The T6 has several unique features. Its fire view is a bit larger than the Summit. The ash pan is filled by raking the ash toward a dampered hole in the floor of the firebrick. You open the damper, then rake the ash into the hole. There is also a nice slot in the ash lip into which one can push ashes directly into the ash pan. That’s a real nice touch. We’ll probably uses this feature more than the ash dump as I like to keep a full bed of ashes on the floor of the firebox. Another unique feature on this stove (and the Summit) is the EBT (extended burn time) system. This allows the stove to burn well over time with less supply air. It has an internal thermostat that adds more air to the dying coal bed as it cools down. This refreshes the fire and maintains the coal burning stage over an extended period of time. I’ve only run one medium-large load of wood through the stove. But 9 hours later, I had enough coals to start a new fire without much fuss. Overnight burns with NW softwood will not be an issue. On top, the stove has a cast iron trivet system that stands about an inch above the inner steel stove. This keeps the temps on the stove top moderate. If you want a hotter surface for cooking the trivets swing out to the sides. It’s a really slick system. The trivets can also be used for bread rising, warming shelves, mitten dryers, etc. The temp can be regulated by the relative position of the trivet to the stove surface.
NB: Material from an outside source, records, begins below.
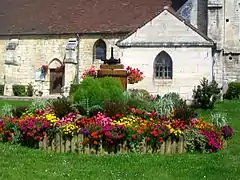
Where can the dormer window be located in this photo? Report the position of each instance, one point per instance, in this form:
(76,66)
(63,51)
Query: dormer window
(72,44)
(99,50)
(12,45)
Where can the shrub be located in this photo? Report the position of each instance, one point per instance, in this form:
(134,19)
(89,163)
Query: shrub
(183,112)
(1,90)
(74,88)
(19,90)
(80,108)
(139,98)
(112,108)
(96,91)
(29,90)
(141,94)
(94,110)
(219,120)
(175,97)
(233,91)
(19,111)
(206,94)
(195,141)
(163,106)
(62,106)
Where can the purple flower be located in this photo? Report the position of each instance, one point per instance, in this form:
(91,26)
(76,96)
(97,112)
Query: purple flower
(227,132)
(84,131)
(107,128)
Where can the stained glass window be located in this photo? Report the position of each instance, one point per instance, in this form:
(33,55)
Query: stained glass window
(163,66)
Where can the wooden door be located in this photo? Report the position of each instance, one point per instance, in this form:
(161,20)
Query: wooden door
(56,80)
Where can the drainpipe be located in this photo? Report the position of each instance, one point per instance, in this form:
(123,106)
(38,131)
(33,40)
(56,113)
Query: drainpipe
(77,67)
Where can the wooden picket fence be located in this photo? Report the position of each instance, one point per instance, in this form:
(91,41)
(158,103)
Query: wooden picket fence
(58,144)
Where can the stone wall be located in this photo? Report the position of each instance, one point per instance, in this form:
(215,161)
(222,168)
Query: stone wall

It’s a really nice feature that we expect to use a lot next season. I was a bit concerned that the heavy trivet system might be a little flimsy, but PE has built this really stout. This stove is built to last.

*Comparisons:* There are many similarities between the Jotul line and the Alderleas. Both stoves have simple designs that require minimal maintenance. Both stoves are built stout and provide good fire views. The fit and finish of the Alderlea is very nice, though castings are not quite as fine as the Jotul’s, but we are splitting sand grains here. However, the Alderlea line is not available enameled and at first that was a blocker for me. Jotul’s enamel is first rate and keeps the stove looking great. But our first cast iron stove (the original VC Resolute) was painted and we really liked it, so I got over this. The T6 door latching mechanism takes a bit more effort than the Jotul, but it’s very simple and stout. The air control lever is stamped steel. While it functions just fine, it feels cheap next to the Jotul’s smooth and elegant system. I may splice on a nicer lever just for the tactile pleasure of it. The ash system is very different.

The Jotul has a cast grate with a sealed ash pan system below it. One simply moves the ash over the grate with a tool until it fills the pan. Pushing all the ashes down a small 3" hole makes it pile up in the pan and block the exit. My preference is toward the simpler system on the Jotul. The Summit has indicators on the ashlip for the air control position. The Alderlea has none and doesn’t say anything about the lever direction in the manual. So much for the cons. PE changed the door gasket on the Alderlea models to a graphite gasket. This is the same as on the Jotul. The glass on the T6 has more gasketed surface which may help it seal better. So far the glass is staying cleaner on the T6. You can actually see the air wash working when starting up a fire. For a big stove, PE has done a good job of dressing up the Alderlea. It is well proportioned and has a classic look.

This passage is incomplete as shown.